Saturday, April 01, 2006


I've become obsessed.

Last Christmas (as in 2004) I spotted these cute kokeshi dolls in a wee shop in Gourock and fell in love with them. But they were a bit expensive so I didn't get one at the time. From then on, for about six months, I kept thinking of them and wanting one. So finally, I drove back to Gourock (I know, a whole fifteen minutes) and was overjoyed to see they were still there. I bought Happy Kimono Girl.
Happy Kimono Girl

Scott put a trinket ban on the house sometime after that, and I sighed, fearing she was the last of my kokeshi. But Scott relented last weekend because it was coming up to my birthday (today, by the way!). So he took me back to the shop and bought me Dreaming of Spring, which I finally got to open this morning.
Dreaming of Spring

Thursday morning at work, a package arrived for me.

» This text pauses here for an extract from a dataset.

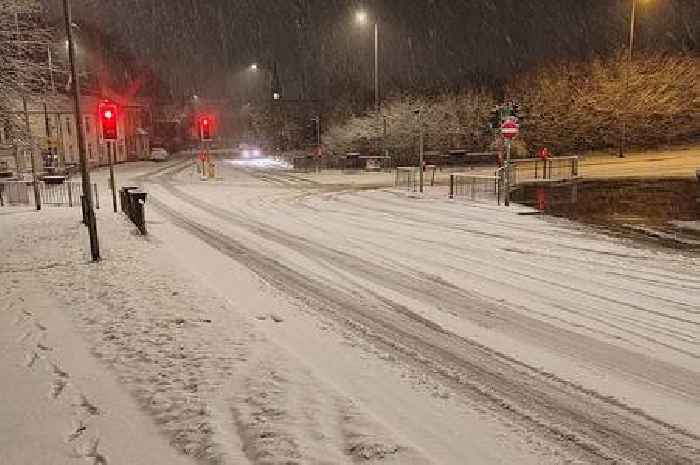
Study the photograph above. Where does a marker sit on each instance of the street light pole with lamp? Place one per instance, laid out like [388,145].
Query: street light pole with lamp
[79,123]
[362,18]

It was from Lynne for my birthday.
Young Sisters

Now, these are all modern Creative Kokeshi. They are all hand-painted, but they are made many at a time. They are beautiful, and I love them for how gorgeous they are. But I'm starting to get kinda serious about these things. I'm currently bidding on three antique kokeshi (well, by antique, one is from the 60s, the other two the era is unknown to the owner, but by the looks of them, they are probably from the 70s or thereabouts). These will most likely also be dolls made several at a time, but they are old and beautiful. If I win them, I will post pictures. But I don't want to share them now, because I don't want any of you to outbid me!

Original kokeshi are the only commodity of its kind. They range up in the big bucks. Currently I'm admiring Elegance, who is $337. In pounds, that's not so bad... if I save up.

So anyway, obsessed. I love these things. Scott offered to take me clothes shopping for my birthday and what did I say? "How about I get a cabinet for my kokeshi, and maybe bid on a few from eBay?" Obsessed.